Selling services: Services help you/doesn’t provide a product.
High order goods:
-
Expensive
- Not bought very often
- Goods that you would travel to buy them. E.g. computers, game consoles, beds/furniture.
Low order goods
These are goods that are
- Cheaper
- Bought very frequently
- You would not travel to buy them
E.g. milk, paper, shampoo, drinks food.
Medium order goods
- Goods that are purchased every 2-4 weeks
- Compare prices and quality- shop around.
- More expensive than low order goods
E.g. shoes, clothes, large shop for food, petrol.
Evaluation of classification system
Classification-
The good aspect of using this classification system is that it’s easy to use and it’s simple to look at.
The bad aspect of using this classification system is that some shops are hard to classify such as;
Hardware shops/Repair shops- repairs are services and hardware can be bought/Bicycle shop/Key cutters- as they sell items as well as bringing you a service.
We classified these results into four main categories, high order, in which we put shops that were very expensive and not regularly visited. Medium order goods, in which we put in shops that had mid range prices and also that in which people only visited once every three months. Low order goods that sell cheaper goods, and in which people visit daily or once weekly. Lastly services, which are the most useful of all the shops as shown by the amount of “Service” shops in a town.
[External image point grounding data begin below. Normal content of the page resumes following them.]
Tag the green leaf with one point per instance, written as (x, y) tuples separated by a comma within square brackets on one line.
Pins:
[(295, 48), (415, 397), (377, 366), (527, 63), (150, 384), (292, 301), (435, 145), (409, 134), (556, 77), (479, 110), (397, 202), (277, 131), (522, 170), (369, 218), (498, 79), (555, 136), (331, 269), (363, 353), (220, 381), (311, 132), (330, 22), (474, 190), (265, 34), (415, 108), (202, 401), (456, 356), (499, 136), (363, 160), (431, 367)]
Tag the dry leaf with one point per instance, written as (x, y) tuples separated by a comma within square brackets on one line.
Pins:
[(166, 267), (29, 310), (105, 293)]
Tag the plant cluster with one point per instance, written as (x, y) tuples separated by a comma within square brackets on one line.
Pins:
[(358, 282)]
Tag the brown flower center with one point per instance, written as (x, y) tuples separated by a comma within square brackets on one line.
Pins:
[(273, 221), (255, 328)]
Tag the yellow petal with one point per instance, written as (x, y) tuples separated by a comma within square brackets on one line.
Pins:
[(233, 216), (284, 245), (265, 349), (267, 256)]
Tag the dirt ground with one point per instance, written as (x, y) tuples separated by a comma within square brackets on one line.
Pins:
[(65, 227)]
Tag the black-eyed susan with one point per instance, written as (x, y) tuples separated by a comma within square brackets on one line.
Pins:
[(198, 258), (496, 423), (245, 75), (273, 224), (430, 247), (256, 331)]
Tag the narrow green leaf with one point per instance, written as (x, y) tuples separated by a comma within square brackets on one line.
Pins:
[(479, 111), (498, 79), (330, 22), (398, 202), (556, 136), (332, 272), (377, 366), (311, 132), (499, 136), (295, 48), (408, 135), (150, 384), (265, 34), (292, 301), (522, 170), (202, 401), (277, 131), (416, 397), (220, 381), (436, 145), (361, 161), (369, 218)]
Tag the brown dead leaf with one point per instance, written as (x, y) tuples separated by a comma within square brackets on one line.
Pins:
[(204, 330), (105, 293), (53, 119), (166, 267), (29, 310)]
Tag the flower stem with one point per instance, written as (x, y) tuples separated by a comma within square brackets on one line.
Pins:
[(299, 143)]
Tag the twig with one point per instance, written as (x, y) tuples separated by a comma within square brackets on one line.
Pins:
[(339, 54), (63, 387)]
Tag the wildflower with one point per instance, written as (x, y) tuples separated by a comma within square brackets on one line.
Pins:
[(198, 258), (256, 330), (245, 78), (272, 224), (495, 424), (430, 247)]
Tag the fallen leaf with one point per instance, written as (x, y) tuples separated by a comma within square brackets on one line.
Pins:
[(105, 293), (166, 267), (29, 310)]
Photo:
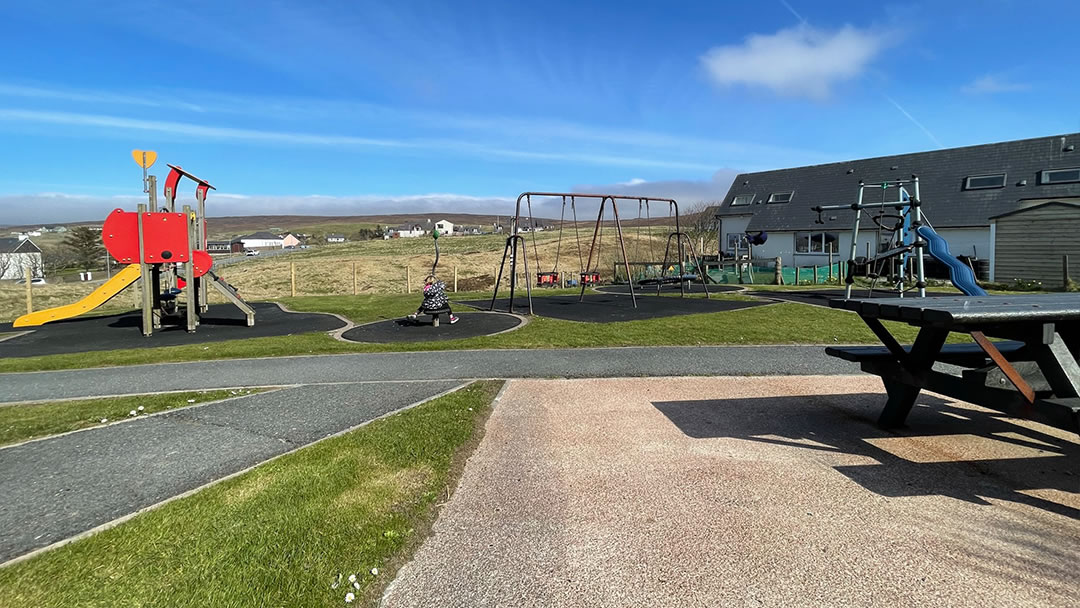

Services offer a service to the public, so prices range, to solicitors who charge a lot to give you their service to dry cleaners who are cheaper than that of solicitors prices.
Yellow = High order Red = medium order
Blue =Low order Green = service Brown = Vacant
The bar graph showing the amount of shops in each area of goods
Analysis of graph:
We can clearly see that services have the highest number of shops, then medium order goods, then low order, then high order and vacant shops were in the minority.
This bar graph shows that most shops in Ormskirk are services and that only 9 shops were vacant.
My Rn Value
My Rn value was 0.70067142, which I have rounded down to 0.70. Using the diagram and connecting the Rn point to (n). On the sheet below this indicates that there is a tendency to cluster with medium order good shops.
This distribution of medium order goods was probably due to competition, most shops will group together if they are selling the same sort of items.
Shop owners who are setting up shops would usually want to set up close to the town center as it is were all the shops meet together. This would cause clustering around the town center.
Customers will want to compare prices of similar items so if shops are clustered together, this will make it a lot more easier to do, E.g. clothes and shoe shops tend to cluster.
Using my tracing paper and my numbered map I can see that medium order goods tend to cluster in random areas of Ormskirk. Many of the shops that tend to cluster are clothes shops, shoe shops and bookshops. These are the most common shops in this area, so I can conclude that medium order goods cluster but randomly.
Nearest neighbor analysis
This will allow me to describe the distribution of medium order goods/shops.
Rn=2d √ n/a 72.7
Rn = 2 1.4254901
= 2 x 1.43 √51/840 1.43 2.d.p
0.70
Evaluation of hypothesis one:
Looking back at my data I can see that my data has been reliable enough to make accurate predictions and those predictions were correct.
My collection and classification system is good, but to improve it I could classify the shops in terms of goods so a pet shop could be classed as medium order.
When I was plotting the data the map was moving about so it was often hard to keep track of where everything was.
My tracing paper shows resemblance to my nearest neighbor analysis, however my nearest neighbor is far more accurate.